El Rompehielos Almirante Irizar zarpó el 26 de septiembre pasado del Complejo Industrial y Naval Argentino en una travesía en que se exigirá al máximo el rendimiento de cada uno de los sistemas y se ajustarán de roles de las diferentes operaciones que realiza la unidad en navegación.

Las denominadas “pruebas de mar y de hielo” llevaron a que esta tarde recalara en el puerto de Ushuaia, viéndose aparecer su figura en el horizonte del canal desde temprano, llenando de emoción a muchos ushuaienses que recordaban su visita por última vez hace una década.

El Irizar, al mando del Capitán de Fragata Maximiliano Mangiaterra, cuenta con una capacidad de alojamiento total para 313 tripulantes, de los cuales 111 pertenecen a la dotación del buque y el resto destinados al Grupo Aeronaval Embarcado, al Estado Mayor del Comando Naval Antártico, personal en tránsito y científicos.

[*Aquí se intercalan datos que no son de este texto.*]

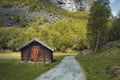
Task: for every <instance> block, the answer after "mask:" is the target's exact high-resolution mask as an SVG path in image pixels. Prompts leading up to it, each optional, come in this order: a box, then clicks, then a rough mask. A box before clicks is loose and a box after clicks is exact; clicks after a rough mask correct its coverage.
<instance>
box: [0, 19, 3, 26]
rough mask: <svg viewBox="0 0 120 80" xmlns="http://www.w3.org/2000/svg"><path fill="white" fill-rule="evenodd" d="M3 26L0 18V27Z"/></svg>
mask: <svg viewBox="0 0 120 80" xmlns="http://www.w3.org/2000/svg"><path fill="white" fill-rule="evenodd" d="M2 26H3V21H2V19H1V18H0V27H2Z"/></svg>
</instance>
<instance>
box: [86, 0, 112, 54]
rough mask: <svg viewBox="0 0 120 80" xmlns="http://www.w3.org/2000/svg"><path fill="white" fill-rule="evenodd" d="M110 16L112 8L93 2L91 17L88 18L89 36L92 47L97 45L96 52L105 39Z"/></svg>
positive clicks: (88, 27)
mask: <svg viewBox="0 0 120 80" xmlns="http://www.w3.org/2000/svg"><path fill="white" fill-rule="evenodd" d="M109 16H110V10H109V9H108V8H107V7H105V5H101V4H100V3H99V2H96V1H95V2H94V3H93V5H92V6H91V10H90V17H89V19H88V27H87V28H88V34H87V36H88V42H89V43H90V47H92V48H93V47H95V48H94V51H95V53H96V51H97V49H98V47H99V46H100V45H102V43H103V41H104V38H105V32H106V30H107V23H108V19H109Z"/></svg>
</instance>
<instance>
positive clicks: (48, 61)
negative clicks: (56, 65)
mask: <svg viewBox="0 0 120 80" xmlns="http://www.w3.org/2000/svg"><path fill="white" fill-rule="evenodd" d="M49 56H50V55H49V54H45V57H44V58H45V62H49V61H50V58H49Z"/></svg>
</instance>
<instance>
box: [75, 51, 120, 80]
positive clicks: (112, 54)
mask: <svg viewBox="0 0 120 80" xmlns="http://www.w3.org/2000/svg"><path fill="white" fill-rule="evenodd" d="M115 51H118V52H117V54H116V52H115ZM119 51H120V49H111V50H107V51H104V52H102V53H100V54H97V55H86V56H82V55H81V56H76V59H77V60H78V61H79V62H80V64H81V66H82V67H83V69H84V70H85V73H86V76H87V80H120V79H114V77H115V76H116V75H115V74H112V73H110V74H108V73H107V72H106V70H107V68H110V67H113V66H120V52H119ZM110 52H112V53H110ZM114 53H115V54H114Z"/></svg>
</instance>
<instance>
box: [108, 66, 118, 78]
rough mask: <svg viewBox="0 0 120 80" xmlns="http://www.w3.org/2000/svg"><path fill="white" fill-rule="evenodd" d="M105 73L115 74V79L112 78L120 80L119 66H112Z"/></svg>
mask: <svg viewBox="0 0 120 80" xmlns="http://www.w3.org/2000/svg"><path fill="white" fill-rule="evenodd" d="M106 72H107V73H112V74H115V75H116V77H114V78H115V79H120V66H113V67H111V68H108V69H107V71H106Z"/></svg>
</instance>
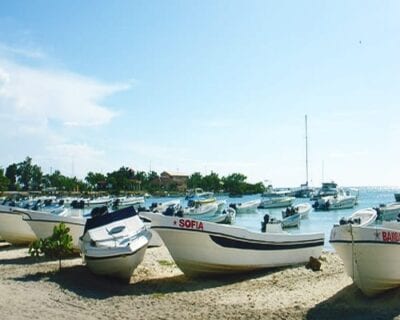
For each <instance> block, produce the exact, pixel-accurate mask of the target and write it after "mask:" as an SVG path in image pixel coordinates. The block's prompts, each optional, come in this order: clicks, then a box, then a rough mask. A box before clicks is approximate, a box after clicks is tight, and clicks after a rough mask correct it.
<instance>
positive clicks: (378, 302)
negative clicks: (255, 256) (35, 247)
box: [0, 242, 400, 320]
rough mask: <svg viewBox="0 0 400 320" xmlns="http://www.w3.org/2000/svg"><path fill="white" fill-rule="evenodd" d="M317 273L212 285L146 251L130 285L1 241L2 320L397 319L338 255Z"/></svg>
mask: <svg viewBox="0 0 400 320" xmlns="http://www.w3.org/2000/svg"><path fill="white" fill-rule="evenodd" d="M321 262H322V270H321V271H317V272H313V271H311V270H308V269H306V268H305V267H304V266H296V267H290V268H279V269H274V270H269V271H265V272H262V273H252V274H247V275H240V276H237V275H236V276H231V277H226V278H223V279H221V278H218V279H211V280H205V279H202V280H193V279H188V278H186V277H185V276H184V275H183V274H182V272H181V271H180V270H179V269H178V268H177V267H176V266H175V264H174V263H173V260H172V258H171V256H170V255H169V253H168V251H167V249H166V248H165V247H160V248H150V249H148V250H147V252H146V255H145V259H144V261H143V263H142V264H141V265H140V266H139V267H138V268H137V269H136V270H135V272H134V275H133V277H132V278H131V282H130V284H123V283H119V282H118V281H116V280H114V279H111V278H101V277H98V276H95V275H93V274H91V273H90V272H89V270H88V269H87V268H86V267H85V266H84V265H82V261H81V258H80V257H75V258H72V259H67V260H64V261H63V269H62V271H61V272H58V262H57V261H43V260H39V261H37V260H35V259H34V258H31V257H30V256H29V255H28V249H27V248H26V247H13V246H9V245H8V244H6V243H4V242H3V243H0V310H1V314H2V318H3V319H85V320H88V319H181V320H182V319H191V320H193V319H302V318H303V319H346V318H349V319H393V318H399V319H400V303H399V301H400V290H394V291H390V292H388V293H386V294H384V295H381V296H379V297H377V298H373V299H371V298H366V297H365V296H363V295H362V293H361V292H360V291H359V290H358V289H357V287H355V286H354V285H353V284H352V281H351V279H350V278H349V277H347V276H346V275H345V273H344V270H343V264H342V262H341V260H340V259H339V257H338V256H337V255H336V254H334V253H331V252H324V254H323V256H322V257H321Z"/></svg>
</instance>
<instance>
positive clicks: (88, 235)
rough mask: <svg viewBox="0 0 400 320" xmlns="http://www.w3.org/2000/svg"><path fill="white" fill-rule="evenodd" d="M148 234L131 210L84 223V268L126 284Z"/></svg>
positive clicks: (81, 243)
mask: <svg viewBox="0 0 400 320" xmlns="http://www.w3.org/2000/svg"><path fill="white" fill-rule="evenodd" d="M150 238H151V232H150V231H148V230H147V229H146V227H145V226H144V224H143V222H142V221H141V219H140V218H139V216H138V214H137V213H136V212H135V210H134V208H133V207H127V208H124V209H121V210H117V211H114V212H111V213H108V214H105V215H100V216H96V217H92V218H90V219H88V220H87V221H86V225H85V231H84V234H83V236H82V238H81V243H80V246H81V251H82V254H83V259H84V262H85V263H86V265H87V267H88V268H89V269H90V270H91V271H92V272H93V273H95V274H98V275H107V276H113V277H117V278H121V279H123V280H125V281H129V279H130V278H131V276H132V273H133V271H134V270H135V269H136V267H137V266H138V265H139V264H140V263H141V262H142V260H143V257H144V253H145V251H146V249H147V246H148V244H149V240H150Z"/></svg>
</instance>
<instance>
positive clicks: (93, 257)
mask: <svg viewBox="0 0 400 320" xmlns="http://www.w3.org/2000/svg"><path fill="white" fill-rule="evenodd" d="M144 247H145V246H143V247H140V248H139V249H137V250H135V251H133V252H131V253H122V254H117V255H115V256H107V257H91V256H87V255H85V260H108V259H115V258H123V257H130V256H133V255H134V254H136V253H138V252H139V251H140V250H142V249H143V248H144Z"/></svg>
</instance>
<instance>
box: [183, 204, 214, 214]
mask: <svg viewBox="0 0 400 320" xmlns="http://www.w3.org/2000/svg"><path fill="white" fill-rule="evenodd" d="M183 211H184V212H183V215H186V216H200V215H213V214H215V213H216V212H217V211H218V204H217V203H216V202H213V203H206V204H202V205H198V204H196V205H195V206H193V207H187V208H185V209H183Z"/></svg>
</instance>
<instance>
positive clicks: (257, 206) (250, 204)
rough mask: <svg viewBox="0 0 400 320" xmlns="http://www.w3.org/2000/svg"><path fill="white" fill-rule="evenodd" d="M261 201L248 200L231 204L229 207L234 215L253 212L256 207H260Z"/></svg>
mask: <svg viewBox="0 0 400 320" xmlns="http://www.w3.org/2000/svg"><path fill="white" fill-rule="evenodd" d="M260 203H261V200H260V199H256V200H250V201H246V202H243V203H231V204H229V206H230V207H231V208H233V209H235V210H236V213H248V212H254V211H256V210H257V208H258V206H259V205H260Z"/></svg>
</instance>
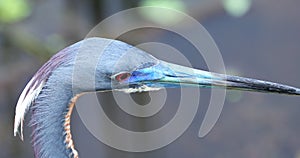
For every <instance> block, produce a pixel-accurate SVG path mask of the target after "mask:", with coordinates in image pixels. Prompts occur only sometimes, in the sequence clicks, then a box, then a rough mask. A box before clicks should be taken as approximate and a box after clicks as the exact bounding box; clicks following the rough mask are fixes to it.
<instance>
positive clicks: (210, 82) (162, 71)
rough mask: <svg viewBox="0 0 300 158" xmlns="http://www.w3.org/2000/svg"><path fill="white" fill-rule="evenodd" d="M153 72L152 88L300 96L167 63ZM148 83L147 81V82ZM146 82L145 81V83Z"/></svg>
mask: <svg viewBox="0 0 300 158" xmlns="http://www.w3.org/2000/svg"><path fill="white" fill-rule="evenodd" d="M154 69H156V70H154V71H156V72H157V71H159V73H160V75H156V76H160V77H159V78H156V79H155V78H154V79H153V80H151V79H150V81H151V82H148V83H149V84H150V83H151V85H150V86H152V87H179V86H183V87H186V86H197V87H218V88H227V89H233V90H244V91H257V92H266V93H282V94H287V95H300V89H299V88H295V87H291V86H287V85H283V84H278V83H273V82H268V81H262V80H256V79H250V78H244V77H238V76H230V75H224V74H218V73H212V72H207V71H203V70H198V69H193V68H189V67H184V66H180V65H176V64H171V63H167V62H163V61H162V62H161V63H160V64H159V65H158V66H157V67H156V68H154ZM148 81H149V80H148ZM146 82H147V81H146Z"/></svg>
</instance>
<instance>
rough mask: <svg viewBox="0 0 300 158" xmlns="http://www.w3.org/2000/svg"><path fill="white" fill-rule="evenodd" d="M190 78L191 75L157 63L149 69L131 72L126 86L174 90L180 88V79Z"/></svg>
mask: <svg viewBox="0 0 300 158" xmlns="http://www.w3.org/2000/svg"><path fill="white" fill-rule="evenodd" d="M192 77H193V75H191V74H188V73H183V72H180V71H176V70H173V69H172V68H171V67H169V66H167V65H165V64H163V63H159V64H157V65H154V66H151V67H147V68H143V69H137V70H135V71H133V72H132V73H131V77H130V78H129V79H128V80H127V84H129V85H146V86H148V87H153V88H161V87H165V88H176V87H180V86H181V85H180V81H181V78H192ZM194 77H195V76H194Z"/></svg>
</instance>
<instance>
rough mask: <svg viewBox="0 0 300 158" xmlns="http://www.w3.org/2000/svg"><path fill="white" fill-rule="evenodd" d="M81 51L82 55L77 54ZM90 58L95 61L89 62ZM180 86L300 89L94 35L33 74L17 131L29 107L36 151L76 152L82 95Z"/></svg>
mask: <svg viewBox="0 0 300 158" xmlns="http://www.w3.org/2000/svg"><path fill="white" fill-rule="evenodd" d="M80 54H81V56H83V58H78V56H79V55H80ZM97 55H98V56H97ZM84 57H86V58H84ZM91 59H92V60H95V61H96V62H94V63H93V62H90V61H89V60H91ZM81 60H85V61H83V62H81ZM76 66H77V67H79V68H81V69H83V70H82V71H79V72H80V73H82V74H78V75H79V80H78V81H77V83H75V82H73V77H72V76H73V73H74V69H75V67H76ZM86 78H87V79H88V78H93V79H94V82H93V86H86V84H87V82H86ZM74 84H75V85H74ZM177 87H200V88H201V87H204V88H207V87H208V88H226V89H232V90H243V91H257V92H265V93H281V94H287V95H300V89H299V88H295V87H292V86H288V85H283V84H278V83H273V82H269V81H263V80H257V79H250V78H243V77H238V76H231V75H225V74H219V73H214V72H209V71H204V70H200V69H194V68H190V67H185V66H181V65H177V64H173V63H169V62H166V61H162V60H159V59H157V58H155V57H154V56H152V55H150V54H148V53H147V52H145V51H143V50H141V49H139V48H137V47H134V46H132V45H130V44H127V43H125V42H122V41H119V40H115V39H107V38H100V37H91V38H87V39H84V40H82V41H79V42H77V43H75V44H73V45H71V46H69V47H66V48H64V49H63V50H61V51H59V52H58V53H57V54H55V55H53V56H52V57H51V58H50V59H49V60H48V61H47V62H46V63H45V64H44V65H43V66H42V67H41V68H40V69H39V70H38V71H37V72H36V73H35V75H33V77H32V79H31V80H30V81H29V82H28V84H27V85H26V86H25V88H24V90H23V91H22V93H21V95H20V97H19V100H18V102H17V105H16V110H15V120H14V135H15V136H16V135H18V134H19V136H20V138H21V139H22V140H23V122H24V117H25V114H26V113H27V112H28V111H30V112H31V118H30V121H29V126H31V127H32V138H31V139H32V146H33V150H34V155H35V157H37V158H48V157H60V158H65V157H74V158H78V157H79V154H78V152H77V150H76V148H75V146H74V143H73V140H72V134H71V128H70V125H71V114H72V110H73V108H74V105H75V102H76V100H77V99H78V98H79V97H80V95H82V94H85V93H88V92H95V91H99V92H101V91H102V92H104V91H112V90H118V91H124V92H127V93H134V92H144V91H153V90H158V89H160V88H177Z"/></svg>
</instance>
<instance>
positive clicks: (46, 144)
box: [31, 74, 78, 158]
mask: <svg viewBox="0 0 300 158" xmlns="http://www.w3.org/2000/svg"><path fill="white" fill-rule="evenodd" d="M54 75H55V74H54ZM54 78H55V77H54ZM67 80H68V79H66V78H64V79H62V81H55V80H52V79H51V77H50V78H49V80H48V82H47V83H46V84H45V86H44V87H45V88H43V90H42V91H41V93H40V95H39V97H38V98H37V99H36V101H35V104H34V106H33V107H32V116H31V125H32V127H33V134H32V136H33V138H32V139H33V141H32V142H33V147H34V151H35V156H36V157H39V158H40V157H60V158H65V157H74V158H77V157H78V153H77V151H76V150H75V148H74V143H73V140H72V135H71V128H70V122H71V114H72V110H73V107H74V105H75V101H76V99H77V98H78V95H74V94H73V93H72V86H70V85H68V84H66V83H68V82H69V81H67Z"/></svg>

Su reparación costó al país 384 millones de dólares y tras esta travesía de preparación se analiza que comience a operar en la próxima campaña antártica.

El rompehielos estará en Ushuaia hasta el lunes 16 de octubre próximo y la próxima semana las autoridades de Gobierno realizarán una ceremonia y visita a la emblemática nave.